Astuteobserver wrote "sustainable retreat" then we can scale back our societies to the point where renewable sources can satisfy all our needs with no resort to fossil fuels or nuclear power.

That should be the long-term goal."

but what about the Ipad 2 and Iphone5 and the next Ipad 3 after that. That is what it is all about.

Yes

ml johnstone

Mar 18, 2011 at 1:49pm

seems to me the way things go is: we build "it "and then find the problems
take the automobile , PLEASE

245,000 deaths, in the US each year, millions of injuries...
all that requires extra expenditure of energy
emergency response, hospital time and space, police surveillance, roads, parking lots, 2 car garages, fast food junk joints, noise noise and more stress and toxic exhaust aimed straight into our little ones faces and lungs
then all the chemicals for the car besides gas/oil like antifreeze, brake fluids, transmission fluids, etc
add to this coroners, court cases, funerals, crime, roads and more roads, bridges, loss of habitat and agricultural land,belligerent drivers
manufacturing of them,repairing them, new parts,etc etc
we kept supporting all things automobile
because that was the way to go once we were in gear
innovative public transit was just an aside
we bail the companies out now and still spend a huge % of public funds and private on them
isn't this what we have done with nuclear and the coal, gas, oil industries???

Eye on the media

Mar 18, 2011 at 5:27pm

Any rational assesment of risk looks at two things: the likelihood of an adverse event, and the amount of possible harm caused by that event. I would say that we should be more critical of estimates of the likelihood of catastrophic nuclear events in the wake of Fukushima, but also be mindful of the very real potential for poisoning with radioactive isotopes of a large area - land, sea, and air - with elements which can remain extremely toxic and highly radioactive for tens, hundreds, up to thousands of years.

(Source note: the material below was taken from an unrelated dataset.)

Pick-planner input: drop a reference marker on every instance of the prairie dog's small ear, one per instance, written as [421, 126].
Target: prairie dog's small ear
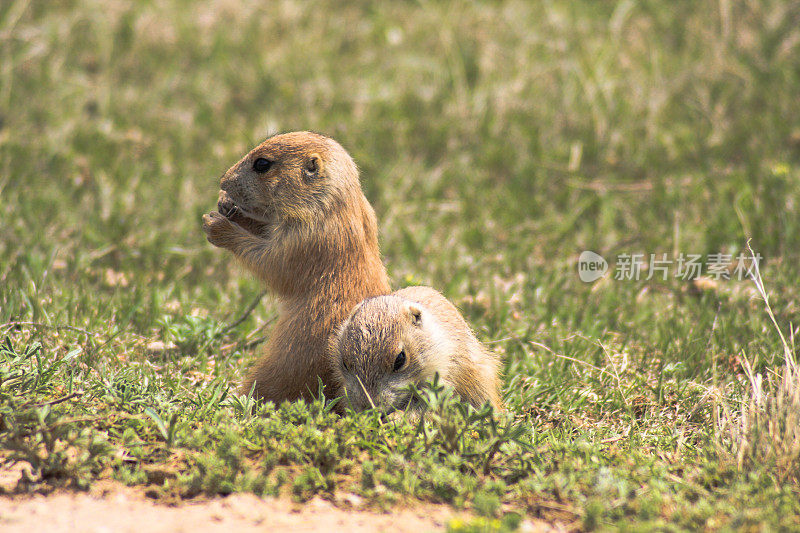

Given that the worst catastrophe involved with wind power would be either killing birds or people (if a turbine fell over), and the risk of catastrophic harm caused by wave power, geothermal, photovoltaic, energy conservation, biomass or any number of other greener energy options which have received a pittance in research money compared to nuclear (or, for that matter, the $2B+ tax incentives the tar sands go this year alone from Harper's gang) is so small, Dyer's math just doesn't add up - actuarially speaking. If it did, private insurance companies would give nuclear stations more than the capped-at-$10B policies they do, and government (sorry, citizens) wouldn't be on the hook for the immense potential costs of a catastrophic event here at home.

Still see scarcely any mention in the media of the distinction between the health effects of gamma radiation (as in xrays) and alpha and beta particle radiation (much more immediately dangerous, and persistent, and only found with fission product isotopes). Our scientific sophistication as a people is pretty dismal.